En la pasada asamblea de la Asociación Bancaria, en el panel “Crédito y financiación rural”, tema que repetidamente he señalado como fundamental para el desarrollo del campo colombiano, la experta Ana María Ibáñez, del Banco Interamericano de Desarrollo (BID), mostró cómo el acceso a un crédito formal aumenta el rendimiento por hectárea en un 12 % en cultivos permanentes y en un 26 % en transitorios, especialmente por el mayor uso de fertilizantes.
En contexto, los antecedentes legales vienen desde la Ley 26 de 1959 y la Ley 5 de 1973, y actualmente tenemos la Ley 16 de 1990 que crea el Sistema Nacional de Crédito Agropecuario, define que el crédito de fomento se destinará fundamentalmente a impulsar la producción y capitalizar el sector, y obliga además a constituir los títulos de desarrollo agropecuario (TDA) A y B. Con la anterior ley se termina de consolidar un Sistema Nacional de Crédito Agropecuario bien estructurado, pero que requiere ajustes.
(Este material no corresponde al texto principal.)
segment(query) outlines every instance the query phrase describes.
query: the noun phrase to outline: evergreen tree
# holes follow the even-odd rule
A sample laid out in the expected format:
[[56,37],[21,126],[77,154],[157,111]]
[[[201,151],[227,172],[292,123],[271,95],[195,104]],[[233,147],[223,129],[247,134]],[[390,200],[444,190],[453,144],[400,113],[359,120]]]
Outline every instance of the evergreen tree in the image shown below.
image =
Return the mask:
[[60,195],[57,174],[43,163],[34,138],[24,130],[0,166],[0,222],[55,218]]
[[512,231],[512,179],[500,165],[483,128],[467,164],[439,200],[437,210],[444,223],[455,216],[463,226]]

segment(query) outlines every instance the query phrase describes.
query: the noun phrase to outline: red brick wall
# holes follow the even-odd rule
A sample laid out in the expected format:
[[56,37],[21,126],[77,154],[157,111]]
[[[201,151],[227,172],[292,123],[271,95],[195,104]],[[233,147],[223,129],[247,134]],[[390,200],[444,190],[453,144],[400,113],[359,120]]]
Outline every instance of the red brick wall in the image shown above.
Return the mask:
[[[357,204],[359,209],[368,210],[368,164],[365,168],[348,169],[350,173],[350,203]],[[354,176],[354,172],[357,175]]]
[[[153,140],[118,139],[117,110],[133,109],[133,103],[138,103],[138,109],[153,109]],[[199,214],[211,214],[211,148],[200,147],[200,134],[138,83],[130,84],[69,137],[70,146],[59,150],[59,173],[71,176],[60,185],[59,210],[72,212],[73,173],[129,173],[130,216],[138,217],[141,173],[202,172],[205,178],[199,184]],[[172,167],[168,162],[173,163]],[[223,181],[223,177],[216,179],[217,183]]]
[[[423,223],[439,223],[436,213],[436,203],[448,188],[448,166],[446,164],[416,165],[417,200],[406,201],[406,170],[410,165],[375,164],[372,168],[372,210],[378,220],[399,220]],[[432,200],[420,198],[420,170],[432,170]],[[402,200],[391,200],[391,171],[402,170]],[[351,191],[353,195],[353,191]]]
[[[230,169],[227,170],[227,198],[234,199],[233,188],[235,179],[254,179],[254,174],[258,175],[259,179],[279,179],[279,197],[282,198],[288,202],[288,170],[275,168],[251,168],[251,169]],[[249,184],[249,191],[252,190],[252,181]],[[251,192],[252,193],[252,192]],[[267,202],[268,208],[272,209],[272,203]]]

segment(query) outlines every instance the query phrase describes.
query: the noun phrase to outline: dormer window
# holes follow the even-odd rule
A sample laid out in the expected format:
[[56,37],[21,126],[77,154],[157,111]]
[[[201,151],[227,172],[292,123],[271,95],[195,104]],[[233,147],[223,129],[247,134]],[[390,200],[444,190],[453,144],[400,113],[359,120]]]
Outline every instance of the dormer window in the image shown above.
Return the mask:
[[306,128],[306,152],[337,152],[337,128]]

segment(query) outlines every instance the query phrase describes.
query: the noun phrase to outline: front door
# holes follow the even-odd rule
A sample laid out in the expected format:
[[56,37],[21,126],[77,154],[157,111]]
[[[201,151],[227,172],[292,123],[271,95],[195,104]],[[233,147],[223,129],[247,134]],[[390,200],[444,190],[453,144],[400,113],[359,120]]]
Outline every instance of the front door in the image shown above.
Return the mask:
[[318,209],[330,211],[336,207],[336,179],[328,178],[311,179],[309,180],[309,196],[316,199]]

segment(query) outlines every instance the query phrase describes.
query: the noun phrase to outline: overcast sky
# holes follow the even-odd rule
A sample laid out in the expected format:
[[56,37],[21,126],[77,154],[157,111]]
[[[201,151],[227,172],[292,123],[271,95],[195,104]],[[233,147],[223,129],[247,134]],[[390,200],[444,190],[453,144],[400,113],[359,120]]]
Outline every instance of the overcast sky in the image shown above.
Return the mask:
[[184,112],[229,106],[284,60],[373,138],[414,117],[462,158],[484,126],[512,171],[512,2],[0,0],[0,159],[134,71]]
En Colombia tenemos algo más de 2 millones de productores agropecuarios que manejan 2,7 millones de unidades de producción agropecuaria (UPA). El crédito de fomento debe ayudar a amortiguar las fallas del mercado que afectan al pequeño productor y que impiden el acceso al crédito formal de la banca tradicional, negado porque se considera de alto riesgo, además de la baja asistencia técnica que recibe el agricultor y los altos costos de transacción y oportunidad, entre otros, y un fondo de garantías poco usado por el sector financiero tradicional por sus rigideces y complejidad.
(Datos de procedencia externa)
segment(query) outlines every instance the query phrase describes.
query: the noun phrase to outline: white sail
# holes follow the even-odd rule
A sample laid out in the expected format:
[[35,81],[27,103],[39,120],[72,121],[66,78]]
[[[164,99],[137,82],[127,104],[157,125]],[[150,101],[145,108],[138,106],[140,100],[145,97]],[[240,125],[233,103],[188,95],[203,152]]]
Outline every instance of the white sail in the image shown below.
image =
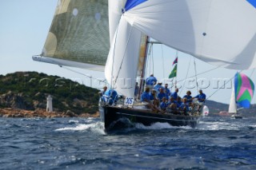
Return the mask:
[[230,113],[237,113],[237,104],[235,102],[235,95],[234,95],[234,89],[232,89],[230,107],[229,107]]
[[[132,1],[130,1],[132,2]],[[168,46],[234,69],[256,67],[256,8],[246,0],[150,0],[123,15]]]
[[121,18],[105,66],[105,77],[121,94],[134,97],[141,32]]
[[126,0],[108,0],[110,44],[112,43],[115,31],[118,28],[125,1]]
[[40,57],[56,65],[102,71],[110,49],[106,0],[59,0]]

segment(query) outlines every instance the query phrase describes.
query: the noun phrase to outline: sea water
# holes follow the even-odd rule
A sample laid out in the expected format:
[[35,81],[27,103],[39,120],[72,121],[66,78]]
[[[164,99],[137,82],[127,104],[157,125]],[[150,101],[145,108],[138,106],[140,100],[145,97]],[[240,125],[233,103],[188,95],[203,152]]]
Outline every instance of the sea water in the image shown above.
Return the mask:
[[0,169],[256,169],[256,118],[106,134],[98,118],[0,118]]

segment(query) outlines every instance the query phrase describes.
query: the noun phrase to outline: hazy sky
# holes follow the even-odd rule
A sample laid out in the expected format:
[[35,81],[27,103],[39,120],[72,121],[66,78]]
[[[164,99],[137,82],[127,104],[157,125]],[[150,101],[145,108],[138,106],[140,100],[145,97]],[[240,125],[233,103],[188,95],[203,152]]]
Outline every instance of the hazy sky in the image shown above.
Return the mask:
[[[34,61],[32,56],[40,54],[45,43],[48,30],[50,29],[58,0],[8,0],[1,1],[0,6],[0,74],[17,71],[37,71],[50,75],[57,75],[90,85],[87,77],[82,74],[92,75],[94,77],[103,78],[102,73],[87,71],[85,69],[74,69],[77,73],[74,73],[65,68],[58,65]],[[158,80],[163,81],[167,78],[172,69],[172,62],[175,58],[176,51],[170,49],[162,45],[157,45],[153,49],[153,64],[148,67],[150,70],[148,73],[154,73]],[[178,80],[182,80],[194,75],[194,57],[179,53],[178,54]],[[163,58],[163,60],[162,60]],[[191,61],[190,63],[190,60]],[[215,68],[213,65],[196,60],[197,73],[200,73],[206,70]],[[162,71],[164,68],[164,71]],[[230,79],[234,77],[235,70],[226,69],[217,69],[208,73],[198,77],[199,82],[204,82],[200,87],[207,97],[210,97],[216,91],[218,78]],[[248,76],[251,75],[251,79],[255,81],[256,73],[252,70],[243,72]],[[82,74],[81,74],[82,73]],[[209,85],[207,85],[209,82]],[[183,82],[180,85],[183,85]],[[185,86],[191,87],[194,82],[186,81]],[[209,86],[206,88],[206,86]],[[221,85],[218,85],[219,87]],[[228,85],[226,86],[229,86]],[[206,88],[206,89],[204,89]],[[231,89],[226,87],[218,90],[210,100],[223,103],[229,103]],[[187,89],[184,89],[181,96],[185,95]],[[190,89],[193,96],[197,93],[196,88]],[[253,103],[256,99],[254,97]]]

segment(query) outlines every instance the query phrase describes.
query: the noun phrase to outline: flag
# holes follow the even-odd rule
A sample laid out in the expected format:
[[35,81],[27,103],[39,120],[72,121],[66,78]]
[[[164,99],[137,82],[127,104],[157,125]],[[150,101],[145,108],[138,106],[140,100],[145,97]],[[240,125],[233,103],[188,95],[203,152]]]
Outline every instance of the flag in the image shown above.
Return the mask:
[[175,65],[174,69],[170,73],[169,78],[173,78],[173,77],[176,77],[176,75],[177,75],[177,65]]
[[174,61],[173,65],[174,65],[174,64],[176,64],[176,63],[178,63],[178,57],[176,57],[175,60]]

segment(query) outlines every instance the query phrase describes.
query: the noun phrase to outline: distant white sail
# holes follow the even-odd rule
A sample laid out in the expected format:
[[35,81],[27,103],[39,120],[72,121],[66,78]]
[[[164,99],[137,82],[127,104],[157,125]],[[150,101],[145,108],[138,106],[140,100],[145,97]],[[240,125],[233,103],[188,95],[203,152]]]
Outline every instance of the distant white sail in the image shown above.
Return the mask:
[[232,89],[232,93],[230,97],[230,107],[229,107],[230,113],[237,113],[237,104],[235,102],[235,95],[234,95],[234,89]]
[[142,34],[121,18],[105,66],[105,77],[121,94],[134,97]]
[[102,70],[110,49],[106,0],[59,0],[39,61]]
[[256,67],[256,8],[250,1],[130,2],[124,17],[154,39],[215,65]]

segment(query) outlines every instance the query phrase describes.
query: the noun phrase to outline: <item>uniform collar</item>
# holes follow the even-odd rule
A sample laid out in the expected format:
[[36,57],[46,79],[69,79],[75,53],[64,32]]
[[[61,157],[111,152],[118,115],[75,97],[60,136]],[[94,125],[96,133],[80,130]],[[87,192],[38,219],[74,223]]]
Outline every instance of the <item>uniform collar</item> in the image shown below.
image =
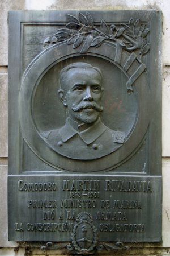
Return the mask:
[[79,125],[68,118],[65,125],[60,130],[59,134],[63,142],[66,142],[78,134],[85,143],[88,145],[97,139],[106,129],[107,127],[102,123],[100,118],[92,125]]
Del gran volumen de recursos colocados, que hoy superan los $32 billones, el 33 % corresponde a cartera de redescuento que financia desde el productor primario hasta la comercialización, como debe ser. Pero el 66 % de los recursos se van a cartera sustitutiva, que son colocaciones con recursos subsidiados que compensan la inversión obligatoria en TDA. Esta cartera sustituta está concentrada en su mayoría en grandes bancos, que a su vez la prestan a tasas de alrededor de DTF + 4 %, principalmente a grandes empresas, la mayoría para capital de trabajo que incluye importación de alimentos, con lo cual se está desvirtuando la orientación de fomento del crédito, situación que se debe corregir. En este panorama hay que destacar el excelente manejo que se le ha dado al pequeño crédito, especialmente por el Banco Agrario. Hoy más de 760.000 productores han recibido créditos en condiciones de Finagro.
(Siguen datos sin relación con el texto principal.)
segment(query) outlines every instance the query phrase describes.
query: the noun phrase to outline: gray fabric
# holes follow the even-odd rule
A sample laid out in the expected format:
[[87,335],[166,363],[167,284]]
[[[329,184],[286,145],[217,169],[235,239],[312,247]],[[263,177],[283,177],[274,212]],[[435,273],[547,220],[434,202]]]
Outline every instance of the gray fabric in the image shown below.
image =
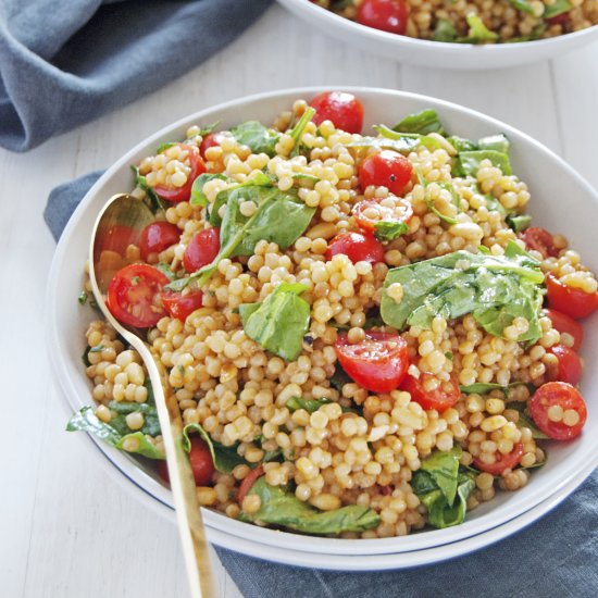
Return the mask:
[[[98,179],[57,187],[45,219],[58,240]],[[216,548],[246,598],[595,598],[598,596],[598,471],[540,521],[489,548],[404,571],[346,573],[275,564]]]
[[0,0],[0,146],[26,151],[188,73],[272,0]]

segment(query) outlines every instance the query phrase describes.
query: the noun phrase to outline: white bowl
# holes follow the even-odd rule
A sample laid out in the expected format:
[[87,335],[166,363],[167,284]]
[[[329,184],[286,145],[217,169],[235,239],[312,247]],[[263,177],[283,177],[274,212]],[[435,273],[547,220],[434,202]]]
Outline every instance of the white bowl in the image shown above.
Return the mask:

Pero para financiar el gran volumen del campo colombiano hay que ajustar varios aspectos. El primero es la destinación de la cartera sustituta, priorizando productores primarios medianos y pequeños, no solo grandes. Hay que modernizar el sistema de garantías para que incluyan vuelo forestal, pignoración de activos biológicos, prendas sin tenencia de maquinarias y equipos, entre otras. Se debe revisar la conformación de las juntas directivas, tanto la de Finagro, en la que los bancos no deberían participar (hay razones históricas), como la de la Comisión de Crédito Agropecuario, que cuenta con connotados macroeconomistas que desconocen las particularidades de nuestro campo. Hay muchos otros temas, pero es un sistema que vale la pena ajustar e impulsar, y nuestros productores del campo lo necesitan.